Al serum: nnti Shigella dysenteriae negative indole: 1, 3, 4, 5, 6.
Serum A2: SMTi Shigella dysenteriae positive indole-2, 7, 8.
2. Under Group B:
1 polyvalent serum, marketed under the SMU-serum flexneri name.
It agglutinates 6 serotypes of this subgroup
3. Subgroup C:
3 polyvalent sera
– Cl driven Shigella boydii indole negative: 1, 2, 3, 4.
– C2: Shigella boydii negative indole: 8, 10, 14.
– C3: SMTi Shigella boydii positive indole: 5, 7, 9, 11, 15.
Serotype 6, closely related to Shigella sonnet Phase II agglutinated by Shigella sonnei serum.
4. Subgroup D:
1 mixed serum: D, marketed under the name of anti-serum mixed sonnei.
It agglutinates the 2 phases of Shigella sonnei.
C – Serologic tests:
It can be done by agglutination, but lacks interest in dysentery syndromes because it is too late and the specificity is uneven across subgroups.
Sometimes it is useful to connect certain rheumatic syndromes to S. flexneri infection. In such cases, it is desirable to take two serums, two weeks apart, to observe the titre of agglutinins.
VII – ANTIBIOTIC SENSITIVITY:
Shigella are irregularly sensitive to antibiotics. Ampicillin, tetracycline, colistin, sulfonamides and trimethoprim are generally active.
However, remember that it was during an outbreak of shigellosis that multiple transferable resistance plasmids were discovered in Japan.
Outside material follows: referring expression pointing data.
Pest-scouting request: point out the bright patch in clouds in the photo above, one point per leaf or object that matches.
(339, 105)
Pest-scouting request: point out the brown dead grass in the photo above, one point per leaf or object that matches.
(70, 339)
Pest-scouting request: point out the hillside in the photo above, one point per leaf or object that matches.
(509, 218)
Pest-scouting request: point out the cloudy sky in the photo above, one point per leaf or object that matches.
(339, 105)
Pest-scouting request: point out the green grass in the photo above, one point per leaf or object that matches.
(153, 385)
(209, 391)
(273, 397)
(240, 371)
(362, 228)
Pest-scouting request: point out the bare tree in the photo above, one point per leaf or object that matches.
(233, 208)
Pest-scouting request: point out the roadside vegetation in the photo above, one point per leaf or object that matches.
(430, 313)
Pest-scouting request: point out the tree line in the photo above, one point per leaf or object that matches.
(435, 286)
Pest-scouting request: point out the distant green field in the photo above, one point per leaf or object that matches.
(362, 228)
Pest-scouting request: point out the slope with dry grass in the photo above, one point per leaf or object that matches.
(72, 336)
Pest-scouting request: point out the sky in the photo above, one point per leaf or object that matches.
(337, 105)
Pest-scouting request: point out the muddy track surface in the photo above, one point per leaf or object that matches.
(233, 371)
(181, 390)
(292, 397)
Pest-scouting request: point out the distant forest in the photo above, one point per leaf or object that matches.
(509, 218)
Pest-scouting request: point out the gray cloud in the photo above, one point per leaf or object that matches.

Also, today, treatment should be guided by the results of susceptibility testing.
VIII – VACCINES SHIGELLA:
Injectable vaccines containing killed bacteria or oral vaccines based on live attenuated bacteria are ineffective.
By genetic engineering techniques, it was possible to accurately analyze the determinants of pathogenicity and immunogenicity of Shigella. Research is underway to produce a live oral vaccine. This research is done in the following directions:
Production of “hybrids mutants” Shigella attenuated by incorporation of E. gene segments coli producing E. colicontaining genes of Shigella using attenuated Salmonella Typhi containing coding sequences of genes for the synthesis of Shigella antigens.